B. System-Level Interconnects
For over three decades, the multi-drop parallel bus paradigm has been the key concept for intra-system interconnects. Almost all possible ways to boost performance have been exploited: maximize the width of the data path by adding connector pins and/or time-multiplexing data over the address lines, increase clock speed, transfer data on both edges of the clock, and use reflective wave switching (PCI) instead of the traditional incident wave switching technique. Although the limits of the traditional parallel bus may be soon reached, the evolutions of the PCI bus are still promising: three different directions are being pursued [57] . "Conventional PCI" is the evolution of the original specifications. PCI-X is a backward compatible version, operating at 133 MHz, 266 MHz, or 533 MHz. A radical change is proposed with PCI-Express™ where the multi-drop parallel bus paradigm is abandoned in favor of multiple serial lanes (typical 2.5 Gbps per lane) transporting data packets. A competitive, and possibly complementary, standard is RapidIO ® [58] . Quality of service and multi-cast are among the new features offered. Following CompactPCI and CompactPCI eXtensions for Instrumentation (PXI), a very promising new crate and backplane infrastructure is being defined: the Advanced Telecommunications and Computing Architecture (AdvancedTCA) [59] . Like in many other modern standards, the parallel backplane bus is abandoned and replaced by multiple point-to-point links. Several backplane topologies are available: mesh, star, dual-star, etc. Each link may operate at up to 5 Gbps and the aggregate bandwidth cross-section of a 14-slot chassis can scale up to 2.5 Tbps.
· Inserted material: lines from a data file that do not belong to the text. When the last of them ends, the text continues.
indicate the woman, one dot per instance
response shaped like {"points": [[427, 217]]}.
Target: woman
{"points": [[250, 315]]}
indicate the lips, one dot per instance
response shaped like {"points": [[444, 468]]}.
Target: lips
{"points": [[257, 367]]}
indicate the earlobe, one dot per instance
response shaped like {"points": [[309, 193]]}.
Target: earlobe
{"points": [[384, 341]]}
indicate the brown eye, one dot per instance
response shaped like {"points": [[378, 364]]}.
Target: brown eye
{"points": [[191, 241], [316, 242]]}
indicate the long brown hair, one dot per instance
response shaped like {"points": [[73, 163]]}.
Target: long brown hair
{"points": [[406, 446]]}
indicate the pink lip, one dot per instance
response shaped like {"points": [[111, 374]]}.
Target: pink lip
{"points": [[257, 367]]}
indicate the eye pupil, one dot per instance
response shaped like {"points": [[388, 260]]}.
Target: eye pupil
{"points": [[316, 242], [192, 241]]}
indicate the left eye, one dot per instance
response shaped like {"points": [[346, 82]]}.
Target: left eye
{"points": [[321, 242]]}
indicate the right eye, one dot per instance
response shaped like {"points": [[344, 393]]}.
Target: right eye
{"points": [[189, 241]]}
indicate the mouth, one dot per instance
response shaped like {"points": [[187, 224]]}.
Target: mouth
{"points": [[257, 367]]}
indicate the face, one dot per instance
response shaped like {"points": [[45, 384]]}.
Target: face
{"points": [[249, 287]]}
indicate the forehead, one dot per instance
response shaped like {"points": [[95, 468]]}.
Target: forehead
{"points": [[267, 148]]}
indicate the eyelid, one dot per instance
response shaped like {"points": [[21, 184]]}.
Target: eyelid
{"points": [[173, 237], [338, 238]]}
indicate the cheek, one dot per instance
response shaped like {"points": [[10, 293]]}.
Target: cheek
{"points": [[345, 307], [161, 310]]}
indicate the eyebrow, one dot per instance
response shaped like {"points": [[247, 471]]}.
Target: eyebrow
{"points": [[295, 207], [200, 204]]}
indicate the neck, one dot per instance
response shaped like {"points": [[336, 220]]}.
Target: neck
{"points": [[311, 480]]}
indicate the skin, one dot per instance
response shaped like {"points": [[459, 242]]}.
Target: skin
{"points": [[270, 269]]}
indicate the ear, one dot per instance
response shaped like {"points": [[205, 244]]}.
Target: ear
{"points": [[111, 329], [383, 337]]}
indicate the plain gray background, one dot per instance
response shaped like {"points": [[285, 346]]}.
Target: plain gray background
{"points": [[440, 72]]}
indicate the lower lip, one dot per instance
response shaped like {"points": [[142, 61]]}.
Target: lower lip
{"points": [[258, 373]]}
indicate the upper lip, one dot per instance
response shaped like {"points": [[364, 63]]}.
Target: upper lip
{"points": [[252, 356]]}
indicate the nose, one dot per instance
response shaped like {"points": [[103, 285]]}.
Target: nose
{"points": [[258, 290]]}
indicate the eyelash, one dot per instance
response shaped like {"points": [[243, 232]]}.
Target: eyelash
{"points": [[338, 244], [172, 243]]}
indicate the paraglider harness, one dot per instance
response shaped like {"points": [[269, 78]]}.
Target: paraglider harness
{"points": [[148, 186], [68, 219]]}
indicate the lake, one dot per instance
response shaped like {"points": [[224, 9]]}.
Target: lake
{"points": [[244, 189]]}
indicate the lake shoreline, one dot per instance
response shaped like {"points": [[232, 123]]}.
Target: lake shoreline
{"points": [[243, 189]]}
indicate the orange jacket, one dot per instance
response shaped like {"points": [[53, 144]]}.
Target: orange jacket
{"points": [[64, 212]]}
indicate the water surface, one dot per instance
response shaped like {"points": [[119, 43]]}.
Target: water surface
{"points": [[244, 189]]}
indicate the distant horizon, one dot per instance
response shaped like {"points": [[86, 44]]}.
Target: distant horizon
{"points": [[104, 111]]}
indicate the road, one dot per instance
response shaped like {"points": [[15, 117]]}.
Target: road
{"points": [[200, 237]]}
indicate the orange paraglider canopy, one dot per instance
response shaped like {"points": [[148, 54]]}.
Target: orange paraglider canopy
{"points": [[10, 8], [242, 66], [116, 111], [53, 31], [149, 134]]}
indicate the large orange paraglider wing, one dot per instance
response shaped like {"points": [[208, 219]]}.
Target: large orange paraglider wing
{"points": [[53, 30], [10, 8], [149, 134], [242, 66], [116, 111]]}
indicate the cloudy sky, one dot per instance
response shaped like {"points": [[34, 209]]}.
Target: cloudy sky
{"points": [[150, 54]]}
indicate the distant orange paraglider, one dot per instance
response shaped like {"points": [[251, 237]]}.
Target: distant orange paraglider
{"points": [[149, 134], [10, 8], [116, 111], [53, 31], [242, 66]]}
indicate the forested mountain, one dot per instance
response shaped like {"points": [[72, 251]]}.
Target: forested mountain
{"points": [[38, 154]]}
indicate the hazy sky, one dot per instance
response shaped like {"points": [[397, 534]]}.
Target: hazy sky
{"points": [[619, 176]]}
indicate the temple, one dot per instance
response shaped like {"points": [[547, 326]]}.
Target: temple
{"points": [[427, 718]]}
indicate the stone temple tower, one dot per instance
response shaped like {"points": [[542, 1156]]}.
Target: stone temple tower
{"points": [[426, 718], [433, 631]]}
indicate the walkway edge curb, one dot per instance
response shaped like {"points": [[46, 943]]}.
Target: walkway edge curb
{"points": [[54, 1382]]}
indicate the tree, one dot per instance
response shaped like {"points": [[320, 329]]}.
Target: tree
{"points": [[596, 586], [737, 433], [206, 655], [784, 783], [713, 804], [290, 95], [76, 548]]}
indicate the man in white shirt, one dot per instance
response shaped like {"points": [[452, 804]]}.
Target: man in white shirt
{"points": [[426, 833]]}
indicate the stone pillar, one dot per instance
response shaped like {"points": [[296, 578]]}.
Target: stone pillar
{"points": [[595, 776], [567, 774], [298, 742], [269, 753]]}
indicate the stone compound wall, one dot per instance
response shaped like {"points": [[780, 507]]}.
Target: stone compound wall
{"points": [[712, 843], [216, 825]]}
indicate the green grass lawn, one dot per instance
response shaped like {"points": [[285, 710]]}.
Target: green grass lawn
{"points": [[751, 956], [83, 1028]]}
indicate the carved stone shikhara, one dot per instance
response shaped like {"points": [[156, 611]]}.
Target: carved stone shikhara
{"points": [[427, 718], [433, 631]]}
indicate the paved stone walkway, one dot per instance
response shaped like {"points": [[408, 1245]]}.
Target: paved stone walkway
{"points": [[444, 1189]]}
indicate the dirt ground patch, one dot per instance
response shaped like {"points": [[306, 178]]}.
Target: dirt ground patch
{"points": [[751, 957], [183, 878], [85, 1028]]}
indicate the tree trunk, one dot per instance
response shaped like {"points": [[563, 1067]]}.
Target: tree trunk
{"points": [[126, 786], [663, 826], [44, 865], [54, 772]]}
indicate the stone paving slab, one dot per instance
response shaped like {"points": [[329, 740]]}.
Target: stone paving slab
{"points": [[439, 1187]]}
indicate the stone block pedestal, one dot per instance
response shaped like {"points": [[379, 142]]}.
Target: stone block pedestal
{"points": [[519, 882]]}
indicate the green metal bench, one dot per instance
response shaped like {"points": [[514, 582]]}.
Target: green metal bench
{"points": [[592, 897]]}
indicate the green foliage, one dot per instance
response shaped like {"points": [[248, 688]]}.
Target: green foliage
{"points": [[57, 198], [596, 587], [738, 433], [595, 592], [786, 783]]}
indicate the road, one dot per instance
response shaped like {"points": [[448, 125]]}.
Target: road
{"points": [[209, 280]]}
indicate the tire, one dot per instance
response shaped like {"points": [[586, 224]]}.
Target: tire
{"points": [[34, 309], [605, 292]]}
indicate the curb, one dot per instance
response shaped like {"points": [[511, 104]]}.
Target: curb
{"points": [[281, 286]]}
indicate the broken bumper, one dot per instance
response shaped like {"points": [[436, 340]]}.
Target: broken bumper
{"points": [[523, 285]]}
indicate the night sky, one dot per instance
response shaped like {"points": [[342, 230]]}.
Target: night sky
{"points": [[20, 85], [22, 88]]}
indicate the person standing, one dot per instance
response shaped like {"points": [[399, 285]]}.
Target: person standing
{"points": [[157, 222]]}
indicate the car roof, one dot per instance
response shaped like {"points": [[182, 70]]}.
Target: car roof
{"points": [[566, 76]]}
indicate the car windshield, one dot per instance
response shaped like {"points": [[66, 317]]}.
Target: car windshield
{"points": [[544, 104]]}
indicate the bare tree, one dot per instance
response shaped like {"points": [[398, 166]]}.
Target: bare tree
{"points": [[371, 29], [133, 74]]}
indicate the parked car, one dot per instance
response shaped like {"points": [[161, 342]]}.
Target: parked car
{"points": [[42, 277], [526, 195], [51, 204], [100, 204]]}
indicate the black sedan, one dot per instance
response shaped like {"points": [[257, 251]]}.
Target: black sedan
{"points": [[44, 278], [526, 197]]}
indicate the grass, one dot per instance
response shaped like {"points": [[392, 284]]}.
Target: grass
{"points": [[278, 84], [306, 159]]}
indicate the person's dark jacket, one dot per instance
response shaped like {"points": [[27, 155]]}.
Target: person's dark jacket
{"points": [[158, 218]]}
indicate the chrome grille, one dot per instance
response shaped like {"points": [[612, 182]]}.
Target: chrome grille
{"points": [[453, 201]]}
C. Peripherals and Networking
For mass market products, Firewire will soon deliver 1.6 Gbps and possibly 3.2 Gbps. USB2 (currently at 480 Mbps) may also evolve, although wireless USB could become the dominant trend. For interfaces to mass storage devices, Serial ATA is evolving from today's 1.5 Gbps rate towards 3 Gbps, while 4-10 Gbps Fibre Channel products are expected this year. The standard for 10 Gbps Ethernet was ratified in 2002, and products are now reaching maturity. The InfiniBand™ architecture is heavily promoted [60] . Specifications for interoperable parallel copper cable and parallel optics modules are being set up by the IBPACK Multi Source Agreement group [61] . Many of the new optical networking standards are being set up by the Optical Interconnecting Forum [62] .
VIII. SUMMARY AND OUTLOOK
Over the last 25 years, the I/O bandwidth handled by electronic components and systems has increased by two to three orders of magnitude. Have the limits of parallel buses finally been reached? Will ATCA replace VME and CompactPCI? Will PCI-Express™ be more successful than SCI? Will DSPs with RapidIO ® links bring again DSPs on the forefront of I/O intensive real-time computing? Or will FPGAs keep their current leadership? How fast and far can copper really go? Will the parallel optics market take off? Success is unpredictable, but experimental physics will, for sure, continue to benefit from the latest technological advances in the field.